Pikes Peak Behavioral Health Group leaders will travel to the nation’s capital tomorrow to participate in a roundtable discussion aimed at finding treatment solutions to the invisible wounds of war: post traumatic stress disorder and traumatic brain injury.
Pikes Peak Behavioral Health Group plans to share new data on the effectiveness of its Peer Navigator Program, which has garnered the interest of the White House as well as Department of Defense officials in recent months.
As its name implies, the program provides peers to help soldiers and their families with the overwhelming challenges of reintegration, and to navigate the complex systems of care available to them.
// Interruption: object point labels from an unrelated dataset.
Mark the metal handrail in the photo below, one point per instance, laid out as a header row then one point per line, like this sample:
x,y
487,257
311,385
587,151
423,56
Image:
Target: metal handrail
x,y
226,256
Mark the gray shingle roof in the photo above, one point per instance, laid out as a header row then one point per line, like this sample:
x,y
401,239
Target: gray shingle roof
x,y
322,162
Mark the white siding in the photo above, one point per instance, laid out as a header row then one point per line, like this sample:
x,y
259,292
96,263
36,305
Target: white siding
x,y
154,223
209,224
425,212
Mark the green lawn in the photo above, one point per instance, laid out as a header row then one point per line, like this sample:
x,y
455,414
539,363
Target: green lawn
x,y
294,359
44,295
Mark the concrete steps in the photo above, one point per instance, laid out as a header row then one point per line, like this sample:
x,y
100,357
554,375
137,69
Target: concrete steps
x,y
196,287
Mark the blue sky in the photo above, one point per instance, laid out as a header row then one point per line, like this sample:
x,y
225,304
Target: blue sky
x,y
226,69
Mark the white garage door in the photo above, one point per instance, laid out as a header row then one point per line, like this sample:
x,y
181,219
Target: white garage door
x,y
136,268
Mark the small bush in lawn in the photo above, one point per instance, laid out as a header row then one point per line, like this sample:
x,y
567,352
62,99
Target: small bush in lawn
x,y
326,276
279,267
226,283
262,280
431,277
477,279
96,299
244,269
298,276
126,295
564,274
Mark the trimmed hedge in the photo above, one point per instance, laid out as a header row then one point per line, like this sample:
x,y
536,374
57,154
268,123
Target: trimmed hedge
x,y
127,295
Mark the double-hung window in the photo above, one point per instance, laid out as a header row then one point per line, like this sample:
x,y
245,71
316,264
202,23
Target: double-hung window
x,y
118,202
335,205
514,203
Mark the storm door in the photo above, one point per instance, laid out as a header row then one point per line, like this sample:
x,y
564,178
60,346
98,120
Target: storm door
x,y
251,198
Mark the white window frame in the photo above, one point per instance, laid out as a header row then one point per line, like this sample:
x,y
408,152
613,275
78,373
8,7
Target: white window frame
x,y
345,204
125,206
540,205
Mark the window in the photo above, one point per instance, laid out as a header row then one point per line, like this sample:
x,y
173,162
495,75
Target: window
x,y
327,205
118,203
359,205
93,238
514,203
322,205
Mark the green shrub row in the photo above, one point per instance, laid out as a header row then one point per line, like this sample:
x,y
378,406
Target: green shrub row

Military veterans who suffer from PTSD or TBI and do not seek help will cost the community about $60,000 a year. Peer navigators can help them find mental health and substance abuse services, as well as employment training – that help reduces the cost to about $11,000 a year for each veteran.
The data and research are based on before-and-after surveys of a group of 106 people who have gone through the Peer Navigator Program.
“We know we have something that works,” said Chief Operating Officer Paul Sexton, who will testify during the roundtable. “We also know that there’s too much volume coming at the Department of Veterans Affairs and the Department of Defense. We need community agencies like us to pull alongside and do some of the heavy lifting.”
The Department of Labor recently awarded Pikes Peak Behavioral Health Group more than $350,000 for the next three years to help incarcerated soldiers find jobs. The money will pay for two peer navigators. The Oklahoma-based Inasmuch Foundation, which has ties to Colorado, also recently awarded the program $10,000 to work with veterans.